Hence, the positions to be multiplied with each kernel array
element depend on the relative position of these other input
activations neighbouring the input activation at the position whose
output element is being calculated for the output array. Similarly,
when calculating the output element G' then the kernel array would
be shifted in position and now the multiplications and sums
performed would be to generate
G'=K1*B+K2*C+K3*D+K4*F+K5*G+K6*H+K7*J+K8*K+K9*L.
[0078] A similar calculation may be performed for each other
position within the output channel. When calculating output
elements which are near the edges of the output channel, then when
the kernel array is positioned with central element K5 over the
corresponding input activation position, some of the elements of
the kernel array will extend past the edges of the input channel.
In a padded convolution, instead of multiplying these kernel
weights by a real input value, the kernel weights that extend
outside the input channel boundary can be multiplied by a padding
value such as 0. Alternatively, an unpadded convolution may not
calculate any output elements A', B', C', D', E', H', L', M', N',
0', P' etc. which are at positions which would require the kernel
array to extend beyond the bounds of the input channel, and may
only produce output data for those positions F', G', J', K' where
the kernel can fit entirely within the bounds of the input channel
(in this case the dimensions of the output channel may be less than
the dimensions of the input channel).
[0079] When this operation is scaled up to multiple input channels
(IC>1), then there are now IC channels of activations and IC
arrays of kernel weights (with a 1:1 mapping between activation
channels and kernel weight arrays), and so the single-channel
operation described above would be performed for each respective
pair of the activation channel and corresponding kernel array, and
results obtained for the same position within each set of
multiplications added together to form the corresponding element of
a single output channel.
[0080] For example, the value at position F' in the output channel
shown in FIG. 3 may correspond to the sum of: the value for
position F' resulting from the convolution between kernel array 0
and input data channel 0, plus the value obtained for position F'
by convolving kernel array 1 with input data channel 1, plus the
value obtained for position F' by convolving kernel channel 2 with
input channel 2, and so on until all the input channels IC have
been processed (the additions do not necessarily need to be
performed in this order--it is possible to rearrange the processing
to generate equivalent results).
[0081] If the number of output channels is scaled up to be greater
than 1, then each output channel is generated by applying the
convolution operation described above to the IC input channels, but
using a different one of the OC sets of IC kernel channels applied
to the IC input channels.
[0082] FIG. 3 only shows processing of a 4.times.4 chunk of the
input activation data for a given layer of the neural network. In
practice, the input data for a given layer may comprise an array of
data of much wider dimensions. Also, the neural network as a whole
may comprise many layers, so that the output channels from one
layer serve as inputs to the next, with different sets of kernel
weights learnt by machine learning to provide different
transformation functions at different nodes of the network. Hence
it can be seen that such neural network as a whole may require an
extremely large number of multiplications between different pairs
of kernel weights and input activations and additions of these
products. The kernel weights and activation values may be
multiplied together in many different combinations. For example a
given activation A may need to be multiplied by many different
kernel weights and a given kernel weight K1 may need to be
multiplied with many different activation values. To speed up
processing, the kernel weight data and the input activation data
can be laid out in memory in structures in a different logical
format to the format shown in FIG. 3. For example, the data
structures may be structured to allow the multiplications and
accumulations needed for a certain layer of the neural network
processing to be implemented by performing matrix multiplications.
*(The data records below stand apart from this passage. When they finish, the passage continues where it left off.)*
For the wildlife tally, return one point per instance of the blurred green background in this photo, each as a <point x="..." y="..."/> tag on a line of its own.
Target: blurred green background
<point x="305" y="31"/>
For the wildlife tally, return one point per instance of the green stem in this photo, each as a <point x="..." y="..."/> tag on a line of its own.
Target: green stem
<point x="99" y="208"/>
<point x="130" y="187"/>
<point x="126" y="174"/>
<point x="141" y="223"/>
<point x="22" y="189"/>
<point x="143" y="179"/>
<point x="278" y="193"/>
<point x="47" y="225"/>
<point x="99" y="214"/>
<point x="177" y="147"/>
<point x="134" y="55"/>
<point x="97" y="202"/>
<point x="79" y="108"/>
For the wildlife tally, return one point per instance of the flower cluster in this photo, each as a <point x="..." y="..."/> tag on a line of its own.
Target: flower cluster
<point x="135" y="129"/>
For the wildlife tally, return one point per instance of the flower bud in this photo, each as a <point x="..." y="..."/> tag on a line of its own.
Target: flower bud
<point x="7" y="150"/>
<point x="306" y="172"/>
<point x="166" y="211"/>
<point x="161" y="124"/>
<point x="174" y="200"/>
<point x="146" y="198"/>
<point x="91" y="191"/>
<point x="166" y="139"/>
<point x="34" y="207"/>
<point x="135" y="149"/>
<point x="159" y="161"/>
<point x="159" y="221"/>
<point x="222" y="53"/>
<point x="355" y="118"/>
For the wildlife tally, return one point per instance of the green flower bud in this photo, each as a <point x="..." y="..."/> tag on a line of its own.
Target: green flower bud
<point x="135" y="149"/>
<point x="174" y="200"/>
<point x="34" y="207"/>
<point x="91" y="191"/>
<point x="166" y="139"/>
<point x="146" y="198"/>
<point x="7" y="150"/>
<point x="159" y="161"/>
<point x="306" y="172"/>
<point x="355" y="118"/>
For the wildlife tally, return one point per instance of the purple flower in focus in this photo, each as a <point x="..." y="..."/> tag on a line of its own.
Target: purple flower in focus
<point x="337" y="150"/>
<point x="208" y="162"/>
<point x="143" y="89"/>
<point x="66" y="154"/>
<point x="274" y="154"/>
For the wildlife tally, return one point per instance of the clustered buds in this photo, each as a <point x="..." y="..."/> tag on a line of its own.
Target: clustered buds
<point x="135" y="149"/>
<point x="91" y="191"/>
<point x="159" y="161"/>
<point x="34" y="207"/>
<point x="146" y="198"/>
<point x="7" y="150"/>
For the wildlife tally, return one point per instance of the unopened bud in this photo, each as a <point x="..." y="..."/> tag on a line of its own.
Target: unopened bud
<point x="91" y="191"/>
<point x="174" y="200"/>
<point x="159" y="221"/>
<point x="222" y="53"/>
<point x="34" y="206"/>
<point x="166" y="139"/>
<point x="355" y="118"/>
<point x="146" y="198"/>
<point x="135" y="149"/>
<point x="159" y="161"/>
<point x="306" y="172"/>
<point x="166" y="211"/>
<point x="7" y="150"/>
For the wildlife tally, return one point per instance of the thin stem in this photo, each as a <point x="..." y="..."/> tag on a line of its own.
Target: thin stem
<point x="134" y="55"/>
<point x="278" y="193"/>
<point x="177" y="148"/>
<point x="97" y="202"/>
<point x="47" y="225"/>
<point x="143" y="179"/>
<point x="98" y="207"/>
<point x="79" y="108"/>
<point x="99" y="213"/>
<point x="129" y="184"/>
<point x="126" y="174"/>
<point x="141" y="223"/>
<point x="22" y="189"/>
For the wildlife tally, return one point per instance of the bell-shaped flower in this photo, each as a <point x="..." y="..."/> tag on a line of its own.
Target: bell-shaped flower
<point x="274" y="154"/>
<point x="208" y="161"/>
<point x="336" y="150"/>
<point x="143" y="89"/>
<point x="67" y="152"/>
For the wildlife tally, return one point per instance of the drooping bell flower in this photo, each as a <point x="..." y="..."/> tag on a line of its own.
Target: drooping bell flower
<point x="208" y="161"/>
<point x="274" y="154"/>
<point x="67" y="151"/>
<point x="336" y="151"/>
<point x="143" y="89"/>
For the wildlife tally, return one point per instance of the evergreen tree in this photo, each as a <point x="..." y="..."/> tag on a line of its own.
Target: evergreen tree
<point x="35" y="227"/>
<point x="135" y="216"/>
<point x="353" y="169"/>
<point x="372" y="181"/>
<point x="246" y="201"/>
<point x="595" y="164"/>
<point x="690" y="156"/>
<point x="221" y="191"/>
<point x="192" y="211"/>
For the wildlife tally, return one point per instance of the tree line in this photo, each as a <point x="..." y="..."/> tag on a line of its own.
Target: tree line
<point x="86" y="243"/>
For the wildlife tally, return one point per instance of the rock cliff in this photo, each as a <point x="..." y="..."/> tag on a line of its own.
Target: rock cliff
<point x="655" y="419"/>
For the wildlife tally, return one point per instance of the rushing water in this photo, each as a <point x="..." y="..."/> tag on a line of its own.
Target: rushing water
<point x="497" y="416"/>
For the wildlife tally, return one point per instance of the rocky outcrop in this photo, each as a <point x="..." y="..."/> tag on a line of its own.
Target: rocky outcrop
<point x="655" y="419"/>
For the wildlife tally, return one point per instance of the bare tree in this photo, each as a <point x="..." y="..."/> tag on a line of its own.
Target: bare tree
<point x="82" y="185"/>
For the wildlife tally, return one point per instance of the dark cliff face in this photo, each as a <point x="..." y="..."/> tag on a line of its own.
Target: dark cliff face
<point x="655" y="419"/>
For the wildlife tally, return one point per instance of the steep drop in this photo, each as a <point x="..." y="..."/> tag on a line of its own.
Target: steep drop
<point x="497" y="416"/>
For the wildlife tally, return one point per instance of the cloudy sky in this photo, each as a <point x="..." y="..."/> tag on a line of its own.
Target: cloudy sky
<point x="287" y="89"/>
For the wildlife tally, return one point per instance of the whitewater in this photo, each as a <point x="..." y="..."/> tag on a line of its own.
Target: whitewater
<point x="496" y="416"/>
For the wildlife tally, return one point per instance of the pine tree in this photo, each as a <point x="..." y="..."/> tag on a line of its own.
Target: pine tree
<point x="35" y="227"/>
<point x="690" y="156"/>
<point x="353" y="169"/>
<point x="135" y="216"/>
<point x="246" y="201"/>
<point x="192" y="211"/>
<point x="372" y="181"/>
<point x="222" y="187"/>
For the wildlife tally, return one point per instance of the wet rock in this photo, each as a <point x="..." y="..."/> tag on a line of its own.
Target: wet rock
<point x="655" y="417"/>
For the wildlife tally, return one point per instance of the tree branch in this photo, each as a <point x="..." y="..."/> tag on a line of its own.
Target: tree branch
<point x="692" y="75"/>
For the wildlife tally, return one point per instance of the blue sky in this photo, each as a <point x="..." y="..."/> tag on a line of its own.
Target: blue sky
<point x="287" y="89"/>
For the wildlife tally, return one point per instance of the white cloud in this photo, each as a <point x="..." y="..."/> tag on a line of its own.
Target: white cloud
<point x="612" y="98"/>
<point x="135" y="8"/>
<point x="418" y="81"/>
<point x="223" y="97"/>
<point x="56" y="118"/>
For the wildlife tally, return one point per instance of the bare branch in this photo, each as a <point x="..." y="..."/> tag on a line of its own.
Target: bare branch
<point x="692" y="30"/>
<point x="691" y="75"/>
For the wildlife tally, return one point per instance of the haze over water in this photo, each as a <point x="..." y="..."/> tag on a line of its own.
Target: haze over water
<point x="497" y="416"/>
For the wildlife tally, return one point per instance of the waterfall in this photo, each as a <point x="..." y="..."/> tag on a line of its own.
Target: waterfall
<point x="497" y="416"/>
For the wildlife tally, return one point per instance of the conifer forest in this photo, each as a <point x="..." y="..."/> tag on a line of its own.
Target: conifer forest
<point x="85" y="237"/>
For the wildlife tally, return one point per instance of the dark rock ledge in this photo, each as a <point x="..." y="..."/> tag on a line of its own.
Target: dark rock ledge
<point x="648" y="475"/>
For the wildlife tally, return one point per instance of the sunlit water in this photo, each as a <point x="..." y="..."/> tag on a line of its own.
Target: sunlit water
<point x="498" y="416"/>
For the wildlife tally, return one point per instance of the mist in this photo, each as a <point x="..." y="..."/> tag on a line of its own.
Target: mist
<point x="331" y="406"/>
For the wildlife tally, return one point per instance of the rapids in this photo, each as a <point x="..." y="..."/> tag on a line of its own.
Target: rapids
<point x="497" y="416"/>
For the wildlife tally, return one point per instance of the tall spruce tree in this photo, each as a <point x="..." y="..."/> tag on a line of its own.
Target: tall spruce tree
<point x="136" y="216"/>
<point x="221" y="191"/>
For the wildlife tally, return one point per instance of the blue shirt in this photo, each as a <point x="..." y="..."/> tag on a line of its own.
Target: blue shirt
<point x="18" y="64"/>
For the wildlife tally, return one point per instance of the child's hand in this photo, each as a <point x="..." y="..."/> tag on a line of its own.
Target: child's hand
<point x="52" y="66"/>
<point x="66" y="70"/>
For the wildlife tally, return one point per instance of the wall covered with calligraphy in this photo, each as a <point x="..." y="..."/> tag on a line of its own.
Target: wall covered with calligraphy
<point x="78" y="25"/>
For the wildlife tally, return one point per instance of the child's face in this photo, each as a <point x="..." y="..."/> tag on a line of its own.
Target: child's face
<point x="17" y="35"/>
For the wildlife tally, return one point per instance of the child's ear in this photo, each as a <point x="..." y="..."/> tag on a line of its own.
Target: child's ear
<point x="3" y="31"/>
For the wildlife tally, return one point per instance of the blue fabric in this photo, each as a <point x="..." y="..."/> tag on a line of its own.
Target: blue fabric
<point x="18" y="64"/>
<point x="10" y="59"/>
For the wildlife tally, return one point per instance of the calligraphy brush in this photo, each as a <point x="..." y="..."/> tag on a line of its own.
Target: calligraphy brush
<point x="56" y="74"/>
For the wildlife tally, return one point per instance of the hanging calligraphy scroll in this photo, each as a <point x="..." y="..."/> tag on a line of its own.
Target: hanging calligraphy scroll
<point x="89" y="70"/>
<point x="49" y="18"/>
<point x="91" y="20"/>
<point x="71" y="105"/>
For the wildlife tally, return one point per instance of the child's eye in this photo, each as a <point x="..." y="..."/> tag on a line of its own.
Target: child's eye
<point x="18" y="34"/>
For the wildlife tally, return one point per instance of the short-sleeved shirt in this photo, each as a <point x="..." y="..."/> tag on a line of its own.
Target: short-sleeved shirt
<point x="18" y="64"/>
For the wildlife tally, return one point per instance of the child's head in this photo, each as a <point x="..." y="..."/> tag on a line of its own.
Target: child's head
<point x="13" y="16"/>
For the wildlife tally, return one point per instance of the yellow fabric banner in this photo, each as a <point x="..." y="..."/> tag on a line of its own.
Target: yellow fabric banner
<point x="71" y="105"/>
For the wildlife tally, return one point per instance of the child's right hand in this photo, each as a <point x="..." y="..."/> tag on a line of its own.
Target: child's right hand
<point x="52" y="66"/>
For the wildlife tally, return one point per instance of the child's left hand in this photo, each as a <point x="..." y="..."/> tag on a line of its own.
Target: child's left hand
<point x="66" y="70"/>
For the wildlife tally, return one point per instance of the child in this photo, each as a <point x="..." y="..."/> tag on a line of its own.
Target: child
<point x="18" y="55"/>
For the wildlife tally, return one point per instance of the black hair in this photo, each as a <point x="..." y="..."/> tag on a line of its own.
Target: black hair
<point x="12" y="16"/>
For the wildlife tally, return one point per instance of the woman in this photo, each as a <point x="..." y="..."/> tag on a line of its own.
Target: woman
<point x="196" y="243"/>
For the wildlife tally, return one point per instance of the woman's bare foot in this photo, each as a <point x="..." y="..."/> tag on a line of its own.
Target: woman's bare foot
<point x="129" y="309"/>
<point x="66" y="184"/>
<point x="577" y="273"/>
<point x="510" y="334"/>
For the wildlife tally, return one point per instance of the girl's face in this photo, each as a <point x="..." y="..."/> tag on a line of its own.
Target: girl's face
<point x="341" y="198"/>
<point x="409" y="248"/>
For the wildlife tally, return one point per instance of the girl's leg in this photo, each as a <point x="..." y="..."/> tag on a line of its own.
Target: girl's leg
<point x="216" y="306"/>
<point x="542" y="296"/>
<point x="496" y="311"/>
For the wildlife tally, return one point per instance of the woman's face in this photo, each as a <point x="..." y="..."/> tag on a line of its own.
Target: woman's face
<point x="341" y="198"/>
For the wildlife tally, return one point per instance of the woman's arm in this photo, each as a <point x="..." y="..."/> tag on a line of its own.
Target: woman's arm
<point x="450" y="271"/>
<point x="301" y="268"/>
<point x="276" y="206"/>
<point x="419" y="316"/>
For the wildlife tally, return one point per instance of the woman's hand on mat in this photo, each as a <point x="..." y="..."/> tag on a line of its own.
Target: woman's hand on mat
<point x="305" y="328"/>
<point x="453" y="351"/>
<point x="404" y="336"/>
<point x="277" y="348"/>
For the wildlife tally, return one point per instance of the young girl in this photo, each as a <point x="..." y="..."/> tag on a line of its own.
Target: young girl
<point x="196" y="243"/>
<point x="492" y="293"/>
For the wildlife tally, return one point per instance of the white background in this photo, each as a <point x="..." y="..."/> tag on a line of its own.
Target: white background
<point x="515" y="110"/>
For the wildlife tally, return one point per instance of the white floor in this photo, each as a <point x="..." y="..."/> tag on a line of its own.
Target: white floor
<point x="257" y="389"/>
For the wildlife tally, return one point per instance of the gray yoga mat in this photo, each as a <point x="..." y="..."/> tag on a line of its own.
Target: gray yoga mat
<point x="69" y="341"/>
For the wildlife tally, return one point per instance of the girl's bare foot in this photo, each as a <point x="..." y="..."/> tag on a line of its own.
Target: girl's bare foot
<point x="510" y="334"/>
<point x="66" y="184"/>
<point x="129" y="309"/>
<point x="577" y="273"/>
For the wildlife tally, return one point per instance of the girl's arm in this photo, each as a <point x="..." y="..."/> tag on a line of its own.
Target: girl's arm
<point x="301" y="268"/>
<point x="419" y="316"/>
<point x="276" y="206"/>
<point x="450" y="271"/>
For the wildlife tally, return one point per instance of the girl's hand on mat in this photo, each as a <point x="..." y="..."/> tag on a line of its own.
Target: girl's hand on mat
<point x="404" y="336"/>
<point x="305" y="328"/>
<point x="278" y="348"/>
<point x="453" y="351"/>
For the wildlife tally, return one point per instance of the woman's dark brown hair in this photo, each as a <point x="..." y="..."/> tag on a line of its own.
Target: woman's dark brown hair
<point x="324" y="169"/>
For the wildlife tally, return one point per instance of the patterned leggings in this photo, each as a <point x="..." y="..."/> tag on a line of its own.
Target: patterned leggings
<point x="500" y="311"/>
A challenge when implementing matrix processing can be to marshal
the transfer of the sets of input data and kernel weights from the
memory system 50, 52, 54 to registers 34, to perform the
corresponding matrix operations on the loaded data, and manage the
transfer of results back from registers 34 to the memory system.
The neural network processing may be implemented through an
iterative process which may repeatedly load chunks of input data
and kernel weight data to the registers 34, perform matrix
multiplication on them using the matrix processing circuitry 46,
and write results back to matrix structures in memory.
[0083] Traditionally, the kernel weights would have the same number
of bits as the corresponding activations which they are to be
multiplied with. For example, it may be common for each activation
value and kernel weight to comprise 32 bits, 16 bits or 8 bits,
with identical sizes for the activation and kernel values.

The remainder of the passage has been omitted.